Para se fazer um rápido panorama do cenário social atual vivenciado por esse sujeito (no caso, um jornalista que trabalha em redação de veículo pernambucano) estão temas locais como os assustadores níveis de assassinato na capital pernambucana, o extremo nível de pobreza e miséria na maioria das cidades do interior do Estado. Também notícias que envolvem todo o País como o desenvolvimento do mercado comum da América do Sul, o Mercosul, a perspectiva da formação da Alca (Área de Livre Comércio da América), os escândalos políticos em todos os níveis do poder público, os conflitos nos países vizinhos da Colômbia, Venezuela e Haiti e a (ainda) delicada situação econômica da Argentina.

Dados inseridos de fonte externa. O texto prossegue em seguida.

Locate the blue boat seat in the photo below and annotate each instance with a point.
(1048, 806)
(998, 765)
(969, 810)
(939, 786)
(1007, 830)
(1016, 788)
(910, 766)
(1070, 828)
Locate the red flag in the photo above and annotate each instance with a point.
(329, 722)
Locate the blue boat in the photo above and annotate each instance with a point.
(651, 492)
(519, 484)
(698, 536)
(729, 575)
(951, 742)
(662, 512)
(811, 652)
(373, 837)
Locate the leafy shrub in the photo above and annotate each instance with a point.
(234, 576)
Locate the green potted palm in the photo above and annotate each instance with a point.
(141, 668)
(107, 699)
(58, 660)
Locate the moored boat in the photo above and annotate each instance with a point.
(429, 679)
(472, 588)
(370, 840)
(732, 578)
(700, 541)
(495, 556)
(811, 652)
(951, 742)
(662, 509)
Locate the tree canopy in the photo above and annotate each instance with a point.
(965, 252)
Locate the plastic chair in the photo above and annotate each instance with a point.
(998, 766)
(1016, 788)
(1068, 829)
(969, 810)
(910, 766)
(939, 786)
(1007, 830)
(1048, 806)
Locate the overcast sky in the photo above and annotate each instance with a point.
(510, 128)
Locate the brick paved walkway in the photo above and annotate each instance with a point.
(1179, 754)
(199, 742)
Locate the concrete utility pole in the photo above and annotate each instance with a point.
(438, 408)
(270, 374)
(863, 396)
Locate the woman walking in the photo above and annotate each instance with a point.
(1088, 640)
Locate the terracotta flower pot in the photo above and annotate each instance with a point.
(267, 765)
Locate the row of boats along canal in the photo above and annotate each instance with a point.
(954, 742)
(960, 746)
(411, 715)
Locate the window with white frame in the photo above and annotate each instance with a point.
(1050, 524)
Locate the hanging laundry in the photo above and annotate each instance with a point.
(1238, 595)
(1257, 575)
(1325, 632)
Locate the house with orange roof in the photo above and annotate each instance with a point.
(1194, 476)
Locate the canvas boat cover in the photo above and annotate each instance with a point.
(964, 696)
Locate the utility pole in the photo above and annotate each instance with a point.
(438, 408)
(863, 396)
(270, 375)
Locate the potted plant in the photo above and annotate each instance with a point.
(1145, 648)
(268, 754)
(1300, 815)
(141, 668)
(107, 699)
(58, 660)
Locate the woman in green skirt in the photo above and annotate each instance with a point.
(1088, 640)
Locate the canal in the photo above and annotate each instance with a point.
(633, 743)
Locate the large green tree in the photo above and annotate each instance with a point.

Se estendermos o raio de alcance para o nível global, teremos a preocupação com o terrorismo (após os ataques a grandes centros urbanos, como Nova Iorque, Washington, Madri e Londres), a reação ao chamado imperialismo americano e as recentes guerras que o envolveram (Kuwait e Iraque), os entraves políticos e econômicos da União Européia, a ascendência no cenário mundial da potência chinesa, os conflitos civis em países africanos como Uganda, Nigéria e Moçambique, a independência do Timor Leste, a guerra da Bósnia, os conflitos infidáveis no Oriente Médio, a revolução biogenética e o fenômeno das celebridades instantâneas.

Para se chegar ao atual cenário em que se desenha o contexto amplo, uma série de revoluções em diferentes campos (tecnologia, mercados, demografia, desenvolvimento e valores éticos) foi observada e acabou por contribuir para a configuração que hoje conhecemos nas áreas econômicas, políticas e sociais como um

todo. O que pode parecer um despropósito para este trabalho, revela-se de suma importância para que se amplie o raio de análise desse estudo, pois o fruto dessas revoluções que serão descritas nos parágrafos seguintes foram as preocupações que se transformaram no foco de ação social da maioria das empresas na atualidade.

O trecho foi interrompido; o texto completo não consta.